Friday, March 8, 2013

Milestone

Mmm... Well, I'm not sure if this would be considered a "milestone," but it seemed like a fitting title. Somehow, "The time period where I'm trying to figure out my life and not be lame about it" was just too long of a title.

I guess I'm going though something that everyone goes through once, twice, three, four...?... (you get the point) times in his or her life. Its something that some people embrace while others... they shy away from it.

I'm talking about...

Change.

Specifically, I'm talking about my life after graduating from undergrad. I knew it wasn't going to be easy, and I knew that I would go through a lot of struggles during this time. I don't have a degree in a very applicable area (Japanese Studies and Chinese studies are, shockingly, not specific enough to land me a job that I want), and I most certainly do not have enough experience in work to get anywhere in life. Haha. And it's been a struggle for me.

Now, I don't mean to write about this to point out how sad I am and how pitiful my life is. I don't want people to think that I am wallowing in my lack of a direction or anything. In fact, in all honesty, I know that I have many more blessings than I deserve. I have a roof over my head, clothes to wear on my back, a loving family, a loving church, a loving community, and a job.

So... Why am I struggling through this?


The other day, while I was sharing about my day with my pastor and his wife, he asked me if I was stressed. My reply was a quick and definite: YES. I'm STRESSED.

He laughed and said, "That, is very blatantly, sin."

What? Sin?? Can't a girl catch a break? Isn't it natural to get stressed when you're tired? There's no need to go as far as to call it sin...

... or is it?

But, the more I thought about it, the more I realized how accurate he was. True, it may be just "stress" that I am going through. But, at the heart of it, I lack trust and faith in God's plan. I don't know what I'm doing with my life right now and, therefore, I panic. I want God to reveal to me exactly what I should be doing, exactly how I should do it, and... I want it all right now.

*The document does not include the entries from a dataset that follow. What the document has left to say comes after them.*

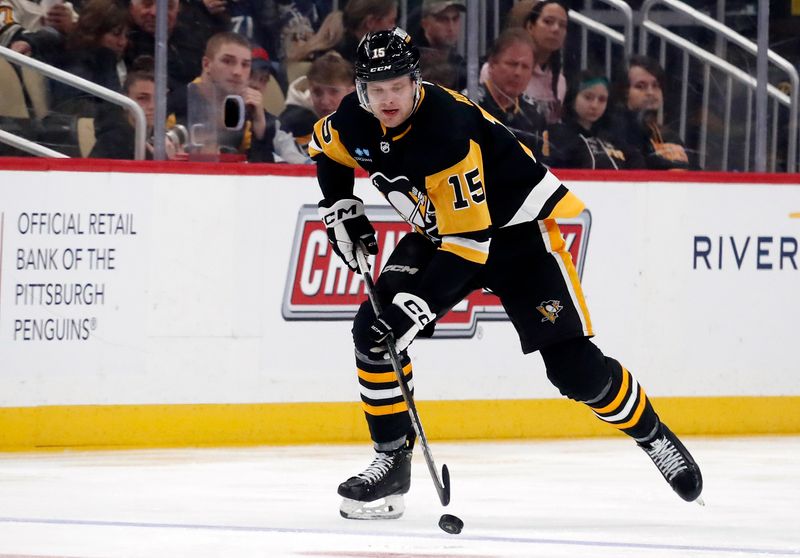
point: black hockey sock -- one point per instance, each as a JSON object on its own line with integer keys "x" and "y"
{"x": 382, "y": 401}
{"x": 624, "y": 405}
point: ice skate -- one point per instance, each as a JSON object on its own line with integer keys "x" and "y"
{"x": 676, "y": 464}
{"x": 377, "y": 492}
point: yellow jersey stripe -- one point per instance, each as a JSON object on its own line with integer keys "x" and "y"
{"x": 382, "y": 377}
{"x": 623, "y": 389}
{"x": 637, "y": 414}
{"x": 568, "y": 206}
{"x": 468, "y": 254}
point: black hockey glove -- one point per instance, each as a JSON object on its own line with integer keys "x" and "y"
{"x": 348, "y": 229}
{"x": 406, "y": 316}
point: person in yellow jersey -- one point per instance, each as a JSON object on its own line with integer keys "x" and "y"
{"x": 483, "y": 211}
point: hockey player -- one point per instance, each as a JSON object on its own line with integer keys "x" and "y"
{"x": 483, "y": 211}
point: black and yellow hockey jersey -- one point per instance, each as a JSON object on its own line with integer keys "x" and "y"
{"x": 451, "y": 170}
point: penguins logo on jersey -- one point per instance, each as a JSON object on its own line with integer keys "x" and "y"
{"x": 407, "y": 199}
{"x": 550, "y": 309}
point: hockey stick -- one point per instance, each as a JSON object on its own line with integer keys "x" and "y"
{"x": 442, "y": 484}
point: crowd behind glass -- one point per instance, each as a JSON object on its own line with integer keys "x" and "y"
{"x": 289, "y": 62}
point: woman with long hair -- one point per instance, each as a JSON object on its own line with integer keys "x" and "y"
{"x": 94, "y": 51}
{"x": 583, "y": 139}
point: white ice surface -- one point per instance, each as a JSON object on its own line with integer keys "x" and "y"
{"x": 584, "y": 498}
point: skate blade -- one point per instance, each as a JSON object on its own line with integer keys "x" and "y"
{"x": 391, "y": 507}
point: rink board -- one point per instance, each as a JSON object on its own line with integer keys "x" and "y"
{"x": 152, "y": 304}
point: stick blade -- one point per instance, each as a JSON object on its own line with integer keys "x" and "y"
{"x": 444, "y": 494}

As of right now, I can honestly say that I'm... unsatisfied. The job that I have, though it is a blessing to even have a job, has nothing related to what I want to do in the future (of course, when friends and family ask, I can certainly twist it in certain ways that make it sound like it is). It's a small company that forces me to take on a lot more responsibilities than I expected for a part-time, entry level position. It's stressful and draining. And, while it does prepare me for working life and dealing with authority figures in the work place... most people will agree with me in concluding... I probably need to get another job.

Of course, God usually has something else in mind. :P

And, naturally, God has something in His Word that directly speaks to such a situation:

[Romans 5:3-5]
"Not only so, but we also glory in our sufferings, because we know that suffering produces perseverance; perseverance, character; and character, hope. And hope does not pust us to shame, because God's love has been poured out into our hearts through the Holy Spirit, who has been given to us." (NIV)

Whatever it is that I am going through right now... God is allowing me to go through it for a reason. I am to grow and to learn from this struggle and, hopefully, emerge wiser and more mature.


There. Simple right? Now that I understand why God is putting me through these challenges, I should happily embrace these challenges and thank God for allowing me to go through them.

But, I think there comes to a point in my life where I have to recognize when God is telling me to persevere and when He is telling me to take a leap of faith.

What do I mean by that?

I believe, in certain instances, God is telling me that I should stand firm to my ground, and accept my circumstances as challenges that will mold me and grow me. In other instances, I believe that it may be time to move on.

This is where change comes in. Now, I can sit here all night and talk about how, if I stay at my current job, I can learn about small businesses, learn about dealing with stress, learn about interacting with customers and people, etc. But, at the heart of it... I know that this is not a place where I can make a career. I know that God has something bigger and better planned for me, and I know that, one day, I will have to leave my current job and trust in God's plan elsewhere.

The question is: When? When will the change occur? Is it now?

As I pray and meditate on what God wants me to do... I lean towards the idea that God wants me to move and to change. And... here... is where fear enters. Fear of changing. Fear of taking the leap of faith and allowing God to be in control.

And that is where I stand now. At the edge of a forest (pardon me for my cliche), afraid to walk in because I'm afraid to discover new things. All because I'm too comfortable with this little patch of grass that I've been sitting on. And, even though the grass makes me itchy and annoys me sometimes, I'd still rather sit on this grass and convince myself that this grass is already plenty green and that I can still discover new and exciting things. Like that little ladybug that flew by, or the morning dew on the blades of grass. I'm too scared to walk into the forest and allow God to bless me and show me new wonders.

I'm not an adventurer.

But God calls me to have courage and embrace change.